Si vous pouvez vous isoler de toute préoccupation historique; si vous ne faites cas ni de la vérité des caractères, ni de la vérité des moeurs et du temps, le drame de M. Adolphe Dumas pourra se faire absoudre; il est semé de jolis vers, de vers élégants, de vers tendres, de sentiments énergiques; mais si vous croyez à Molière, à Bossuet, à la vraisemblance, au bon sens de l'histoire, le drame court le risque d'un jugement sévère. Il paraît que le public ne croit à rien de tout cela, car il a beaucoup applaudi M. Dumas, et court avec curiosité à la Porte-Saint-Martin.
M. Adelphe Dumas répondra aux critiques par le grand et terrible argument du succès. Le succès est quelque chose en effet, mais le succès n'est pas tout. M. Adolphe Dumas est un homme de trop d'esprit et de trop de talent pour ne pas vouloir mettre complètement d'accord, dans un prochain drame, et ceux qui ne voient que le fait du succès, et ceux qui, dans le succès même, demandent et regrettent quelque chose.

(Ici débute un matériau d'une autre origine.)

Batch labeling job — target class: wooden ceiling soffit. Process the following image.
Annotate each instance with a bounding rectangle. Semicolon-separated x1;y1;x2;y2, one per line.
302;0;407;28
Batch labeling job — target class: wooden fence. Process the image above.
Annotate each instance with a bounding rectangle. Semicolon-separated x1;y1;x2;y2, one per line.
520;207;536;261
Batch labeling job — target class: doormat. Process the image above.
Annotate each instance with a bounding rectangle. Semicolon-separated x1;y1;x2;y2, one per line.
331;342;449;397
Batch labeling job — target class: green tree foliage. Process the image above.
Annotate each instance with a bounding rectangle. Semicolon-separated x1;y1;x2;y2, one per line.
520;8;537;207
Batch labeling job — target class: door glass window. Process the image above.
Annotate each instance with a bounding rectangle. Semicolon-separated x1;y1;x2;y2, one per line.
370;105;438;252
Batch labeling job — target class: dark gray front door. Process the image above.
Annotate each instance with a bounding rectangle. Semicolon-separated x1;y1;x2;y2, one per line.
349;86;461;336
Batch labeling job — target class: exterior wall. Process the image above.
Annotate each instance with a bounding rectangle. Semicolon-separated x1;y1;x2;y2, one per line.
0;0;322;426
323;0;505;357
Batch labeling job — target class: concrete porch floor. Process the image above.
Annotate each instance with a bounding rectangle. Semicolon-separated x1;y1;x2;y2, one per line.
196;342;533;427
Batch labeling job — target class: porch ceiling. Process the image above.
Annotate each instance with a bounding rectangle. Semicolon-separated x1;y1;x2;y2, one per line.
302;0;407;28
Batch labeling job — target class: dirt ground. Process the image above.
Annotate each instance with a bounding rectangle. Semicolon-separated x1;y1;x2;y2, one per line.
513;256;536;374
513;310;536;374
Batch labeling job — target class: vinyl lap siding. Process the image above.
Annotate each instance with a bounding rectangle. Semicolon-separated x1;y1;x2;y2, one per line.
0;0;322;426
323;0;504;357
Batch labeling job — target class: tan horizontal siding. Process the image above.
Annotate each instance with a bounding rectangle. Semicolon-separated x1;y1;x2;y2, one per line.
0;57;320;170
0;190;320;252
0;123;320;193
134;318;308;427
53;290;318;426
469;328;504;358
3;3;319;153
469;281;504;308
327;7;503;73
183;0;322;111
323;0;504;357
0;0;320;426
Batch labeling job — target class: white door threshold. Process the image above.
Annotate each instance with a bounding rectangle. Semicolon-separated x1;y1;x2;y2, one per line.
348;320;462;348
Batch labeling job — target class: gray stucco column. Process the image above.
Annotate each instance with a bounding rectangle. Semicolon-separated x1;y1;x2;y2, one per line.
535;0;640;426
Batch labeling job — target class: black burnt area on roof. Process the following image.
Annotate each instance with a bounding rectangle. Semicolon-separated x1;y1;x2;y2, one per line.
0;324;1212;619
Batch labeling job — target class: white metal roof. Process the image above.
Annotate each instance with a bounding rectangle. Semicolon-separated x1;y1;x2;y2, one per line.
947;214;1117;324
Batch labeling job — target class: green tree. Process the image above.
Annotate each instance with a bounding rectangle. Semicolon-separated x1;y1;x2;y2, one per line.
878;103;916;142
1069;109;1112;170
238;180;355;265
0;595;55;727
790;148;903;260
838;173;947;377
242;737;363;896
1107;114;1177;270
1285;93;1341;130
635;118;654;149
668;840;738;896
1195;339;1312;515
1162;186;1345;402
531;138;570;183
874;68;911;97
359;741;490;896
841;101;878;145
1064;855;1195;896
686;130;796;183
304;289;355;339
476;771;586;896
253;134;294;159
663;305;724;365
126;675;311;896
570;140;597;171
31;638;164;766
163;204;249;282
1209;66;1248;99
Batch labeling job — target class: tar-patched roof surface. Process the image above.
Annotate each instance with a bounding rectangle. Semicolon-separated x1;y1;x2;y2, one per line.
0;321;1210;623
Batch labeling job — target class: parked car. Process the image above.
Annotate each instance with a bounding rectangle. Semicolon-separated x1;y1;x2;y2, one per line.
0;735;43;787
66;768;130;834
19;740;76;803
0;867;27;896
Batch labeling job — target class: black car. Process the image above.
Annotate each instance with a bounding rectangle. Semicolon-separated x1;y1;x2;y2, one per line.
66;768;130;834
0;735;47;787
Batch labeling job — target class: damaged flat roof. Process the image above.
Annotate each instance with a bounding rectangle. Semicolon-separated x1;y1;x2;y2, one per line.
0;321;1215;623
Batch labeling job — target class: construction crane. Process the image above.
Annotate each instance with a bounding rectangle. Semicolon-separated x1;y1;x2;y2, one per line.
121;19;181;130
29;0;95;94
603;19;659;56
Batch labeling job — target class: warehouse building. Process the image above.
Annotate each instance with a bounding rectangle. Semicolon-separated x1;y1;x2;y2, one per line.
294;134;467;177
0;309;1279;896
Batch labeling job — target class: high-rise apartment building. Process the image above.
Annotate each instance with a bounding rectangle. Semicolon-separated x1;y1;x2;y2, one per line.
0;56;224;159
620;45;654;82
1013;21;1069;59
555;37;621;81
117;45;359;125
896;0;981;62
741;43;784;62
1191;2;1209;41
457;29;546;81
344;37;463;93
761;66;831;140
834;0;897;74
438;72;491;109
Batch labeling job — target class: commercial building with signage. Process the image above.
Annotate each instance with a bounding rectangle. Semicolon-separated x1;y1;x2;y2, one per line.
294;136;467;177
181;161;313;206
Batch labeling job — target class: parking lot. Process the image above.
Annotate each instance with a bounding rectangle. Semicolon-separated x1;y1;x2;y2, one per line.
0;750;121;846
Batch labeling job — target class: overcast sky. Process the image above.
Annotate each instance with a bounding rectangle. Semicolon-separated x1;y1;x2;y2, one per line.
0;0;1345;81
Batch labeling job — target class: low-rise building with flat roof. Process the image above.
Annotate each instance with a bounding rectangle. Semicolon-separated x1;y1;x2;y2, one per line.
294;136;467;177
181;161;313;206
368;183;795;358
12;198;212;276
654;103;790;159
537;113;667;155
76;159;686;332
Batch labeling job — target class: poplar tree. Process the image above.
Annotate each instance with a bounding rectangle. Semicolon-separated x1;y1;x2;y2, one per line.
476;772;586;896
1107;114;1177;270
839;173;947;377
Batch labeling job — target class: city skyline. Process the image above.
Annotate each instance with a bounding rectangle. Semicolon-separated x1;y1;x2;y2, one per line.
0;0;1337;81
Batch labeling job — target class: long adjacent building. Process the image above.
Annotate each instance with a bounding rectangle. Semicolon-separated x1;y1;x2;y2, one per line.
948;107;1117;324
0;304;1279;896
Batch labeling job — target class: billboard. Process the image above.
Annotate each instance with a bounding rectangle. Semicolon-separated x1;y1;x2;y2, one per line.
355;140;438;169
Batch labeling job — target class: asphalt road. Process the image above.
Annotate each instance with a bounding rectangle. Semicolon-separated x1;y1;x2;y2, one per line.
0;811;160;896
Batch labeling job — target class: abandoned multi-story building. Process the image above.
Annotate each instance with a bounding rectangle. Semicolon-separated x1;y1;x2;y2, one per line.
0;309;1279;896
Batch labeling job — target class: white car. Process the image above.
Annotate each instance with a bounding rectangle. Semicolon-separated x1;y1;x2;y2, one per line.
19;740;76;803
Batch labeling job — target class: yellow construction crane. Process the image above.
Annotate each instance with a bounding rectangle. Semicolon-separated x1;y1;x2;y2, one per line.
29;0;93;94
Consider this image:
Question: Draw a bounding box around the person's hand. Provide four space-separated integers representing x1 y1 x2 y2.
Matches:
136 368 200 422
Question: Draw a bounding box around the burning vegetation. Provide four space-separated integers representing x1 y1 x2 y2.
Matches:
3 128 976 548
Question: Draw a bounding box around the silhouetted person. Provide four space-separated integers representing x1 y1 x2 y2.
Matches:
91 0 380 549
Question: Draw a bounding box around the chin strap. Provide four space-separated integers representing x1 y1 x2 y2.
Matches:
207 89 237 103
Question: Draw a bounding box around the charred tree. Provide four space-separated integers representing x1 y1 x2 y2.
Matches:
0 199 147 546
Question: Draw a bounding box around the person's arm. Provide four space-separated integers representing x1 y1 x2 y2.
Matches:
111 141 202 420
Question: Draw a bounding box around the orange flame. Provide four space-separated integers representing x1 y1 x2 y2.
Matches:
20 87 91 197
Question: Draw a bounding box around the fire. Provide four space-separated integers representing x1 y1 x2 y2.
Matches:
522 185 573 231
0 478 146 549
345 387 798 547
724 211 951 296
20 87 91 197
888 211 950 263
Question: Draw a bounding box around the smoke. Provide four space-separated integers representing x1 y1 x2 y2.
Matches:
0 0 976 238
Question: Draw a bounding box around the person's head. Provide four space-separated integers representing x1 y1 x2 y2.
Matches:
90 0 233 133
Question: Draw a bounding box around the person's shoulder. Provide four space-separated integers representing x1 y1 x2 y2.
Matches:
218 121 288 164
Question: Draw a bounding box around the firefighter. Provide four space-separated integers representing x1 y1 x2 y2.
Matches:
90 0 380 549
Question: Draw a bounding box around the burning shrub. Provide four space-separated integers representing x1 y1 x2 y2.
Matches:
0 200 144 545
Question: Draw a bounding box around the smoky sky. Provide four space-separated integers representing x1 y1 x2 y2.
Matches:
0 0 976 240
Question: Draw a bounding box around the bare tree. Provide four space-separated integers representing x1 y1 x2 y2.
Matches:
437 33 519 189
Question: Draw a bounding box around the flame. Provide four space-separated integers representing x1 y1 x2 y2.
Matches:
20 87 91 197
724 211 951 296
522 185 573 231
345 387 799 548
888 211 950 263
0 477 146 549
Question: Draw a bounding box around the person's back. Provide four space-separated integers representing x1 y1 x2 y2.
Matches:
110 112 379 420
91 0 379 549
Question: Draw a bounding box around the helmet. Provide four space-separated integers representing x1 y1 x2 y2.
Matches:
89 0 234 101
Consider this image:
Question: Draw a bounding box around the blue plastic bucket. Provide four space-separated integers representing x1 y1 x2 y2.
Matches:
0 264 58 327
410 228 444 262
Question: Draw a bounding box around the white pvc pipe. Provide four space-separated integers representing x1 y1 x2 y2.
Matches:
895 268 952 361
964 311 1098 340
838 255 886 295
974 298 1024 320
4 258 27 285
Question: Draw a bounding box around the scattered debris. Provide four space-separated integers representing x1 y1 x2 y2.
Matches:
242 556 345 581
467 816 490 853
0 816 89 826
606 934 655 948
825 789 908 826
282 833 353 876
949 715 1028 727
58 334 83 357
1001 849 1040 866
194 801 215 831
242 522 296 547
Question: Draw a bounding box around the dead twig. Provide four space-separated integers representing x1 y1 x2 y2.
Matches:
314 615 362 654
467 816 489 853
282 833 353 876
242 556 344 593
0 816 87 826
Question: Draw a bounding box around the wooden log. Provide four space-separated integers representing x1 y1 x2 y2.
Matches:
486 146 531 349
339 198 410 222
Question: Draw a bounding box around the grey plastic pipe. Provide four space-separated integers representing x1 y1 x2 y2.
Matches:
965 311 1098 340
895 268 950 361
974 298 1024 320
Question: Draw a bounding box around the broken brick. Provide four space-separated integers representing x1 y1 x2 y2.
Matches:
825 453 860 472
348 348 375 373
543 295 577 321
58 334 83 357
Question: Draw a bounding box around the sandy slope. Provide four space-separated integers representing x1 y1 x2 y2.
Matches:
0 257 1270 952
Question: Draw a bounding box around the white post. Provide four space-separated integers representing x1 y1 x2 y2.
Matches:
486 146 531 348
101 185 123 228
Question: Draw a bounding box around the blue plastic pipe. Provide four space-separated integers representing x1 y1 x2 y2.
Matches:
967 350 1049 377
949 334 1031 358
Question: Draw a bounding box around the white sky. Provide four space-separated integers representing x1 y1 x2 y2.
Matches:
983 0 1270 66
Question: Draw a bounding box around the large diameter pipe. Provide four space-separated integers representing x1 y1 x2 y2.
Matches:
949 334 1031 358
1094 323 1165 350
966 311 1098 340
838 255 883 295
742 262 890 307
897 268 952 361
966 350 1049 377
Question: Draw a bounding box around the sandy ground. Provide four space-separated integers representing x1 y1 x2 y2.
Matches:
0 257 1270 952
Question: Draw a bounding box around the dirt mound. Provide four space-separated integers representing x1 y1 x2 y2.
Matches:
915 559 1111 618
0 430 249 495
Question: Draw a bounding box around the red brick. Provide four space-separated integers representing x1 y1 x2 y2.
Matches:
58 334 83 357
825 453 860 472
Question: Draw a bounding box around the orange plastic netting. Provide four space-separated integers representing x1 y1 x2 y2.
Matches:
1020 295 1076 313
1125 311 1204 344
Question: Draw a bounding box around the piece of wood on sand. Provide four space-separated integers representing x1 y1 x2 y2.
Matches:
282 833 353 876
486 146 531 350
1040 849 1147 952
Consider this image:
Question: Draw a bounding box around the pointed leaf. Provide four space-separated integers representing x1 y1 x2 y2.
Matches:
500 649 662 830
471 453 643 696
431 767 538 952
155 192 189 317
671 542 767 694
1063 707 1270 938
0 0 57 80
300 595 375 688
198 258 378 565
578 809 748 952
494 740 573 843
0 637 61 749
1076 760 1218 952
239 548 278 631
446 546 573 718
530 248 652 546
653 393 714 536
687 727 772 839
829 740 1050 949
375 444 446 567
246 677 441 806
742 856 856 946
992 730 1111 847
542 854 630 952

La semaine a été pauvre en vaudevilles: le théâtre du Palais-Royal et le théâtre des Variétés ont seuls donné signe de vie: l'un a mis au monde _L'Homme de Paille_, l'autre a saupoudré de gros mots cinq petits actes intitules: _Les Cuisines_ L'homme de paille, cela se devine, est une espèce de paravent qui sert à cacher les peccadilles d'un vaurien. M. de Champvilliers a des vices et des maîtresses: il craint que cette vie désordonnée lui enlève une veuve et une dot qu'il veut épouser; il prend M. Gambriac pour éditeur responsable. Tout ce qui lui tombe sur le dos, duels, dettes, intrigues, c'est de Gambriac qui en est cause. Gambriac cependant s'aperçoit du rôle de dupe qu'un lui fait jouer, et comme il n'est pas niais, il prend sa revanche et enlève au mystificateur la dot et la veuve. De la gaieté et quelque traits d'esprit, que faut-il davantage à un vaudeville?